- Interactive map of Ila
- Ila Location in Nigeria
- Coordinates: 8°01′N 4°54′E﻿ / ﻿8.017°N 4.900°E
- Country: Nigeria
- State: Osun State
- Headquarter: Ila Orangun

Government
- • Chairman: Adeyemi Adebara A

Area
- • Total: 303 km^{2} (117 sq mi)

Population (2006 census)
- • Total: 62,049
- • Density: 205/km^{2} (530/sq mi)
- Time zone: UTC+1 (WAT)
- 3-digit postal code prefix: 233
- ISO 3166 code: NG.OS.IL

= Ila, Osun State =

City in Osun state, Nigeria

Ila is a local government area in Osun State, Nigeria. Its headquarters are in the town of Ila Orangun. The current chairman of the council is Adeyemi Adebara A.

It has an area of 303 km^{2} and a population of 62,049 at the 2006 census.
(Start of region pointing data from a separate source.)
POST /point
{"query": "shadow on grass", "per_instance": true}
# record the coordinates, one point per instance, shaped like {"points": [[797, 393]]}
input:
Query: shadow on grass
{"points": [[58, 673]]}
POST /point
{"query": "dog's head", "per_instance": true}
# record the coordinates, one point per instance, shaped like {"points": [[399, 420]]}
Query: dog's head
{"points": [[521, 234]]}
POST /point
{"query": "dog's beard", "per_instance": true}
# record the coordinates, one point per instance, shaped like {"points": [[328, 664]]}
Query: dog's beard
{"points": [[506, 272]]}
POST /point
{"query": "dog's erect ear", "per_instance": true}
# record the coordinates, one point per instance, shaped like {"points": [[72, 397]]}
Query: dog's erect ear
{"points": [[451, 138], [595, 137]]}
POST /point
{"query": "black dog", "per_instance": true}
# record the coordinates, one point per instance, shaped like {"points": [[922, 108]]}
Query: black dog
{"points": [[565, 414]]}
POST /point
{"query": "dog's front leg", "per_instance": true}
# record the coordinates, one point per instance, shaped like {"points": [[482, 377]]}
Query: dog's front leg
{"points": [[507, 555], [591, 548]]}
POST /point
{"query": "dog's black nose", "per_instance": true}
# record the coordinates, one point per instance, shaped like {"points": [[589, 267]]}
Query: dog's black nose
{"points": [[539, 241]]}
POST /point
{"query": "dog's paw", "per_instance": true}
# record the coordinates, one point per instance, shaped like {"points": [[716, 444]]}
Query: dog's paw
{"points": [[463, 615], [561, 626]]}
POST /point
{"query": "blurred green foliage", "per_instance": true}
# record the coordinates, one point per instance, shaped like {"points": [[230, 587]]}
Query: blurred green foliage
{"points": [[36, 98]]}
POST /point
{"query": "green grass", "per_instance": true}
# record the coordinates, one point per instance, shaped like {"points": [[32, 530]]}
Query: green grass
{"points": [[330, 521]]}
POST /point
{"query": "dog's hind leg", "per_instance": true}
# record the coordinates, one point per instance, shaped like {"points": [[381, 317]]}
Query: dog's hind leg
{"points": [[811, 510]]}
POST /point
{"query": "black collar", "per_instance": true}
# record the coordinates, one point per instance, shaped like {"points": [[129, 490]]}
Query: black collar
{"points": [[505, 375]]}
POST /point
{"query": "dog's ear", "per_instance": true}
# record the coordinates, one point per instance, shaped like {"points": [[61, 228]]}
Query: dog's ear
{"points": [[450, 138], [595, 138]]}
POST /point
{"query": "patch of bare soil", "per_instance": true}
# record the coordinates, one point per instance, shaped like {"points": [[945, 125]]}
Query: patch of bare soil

The postal code of the area is 234.

== Ila Central Local Council Development Area (LCDA) ==
Ila Central Local Council Development Area (LCDA) was created out of Ila area council for administrative convenience, better development planning and to bring government closer to the grassroot. The LCDA is created by the Government of Osun State and is responsible for the funding of the council. The LCDA is headed by a chairman, vice chairman and other executive and legislative branches similar to the federally recognized local councils. Ademola Kolawole is the current chairman of the LCDA.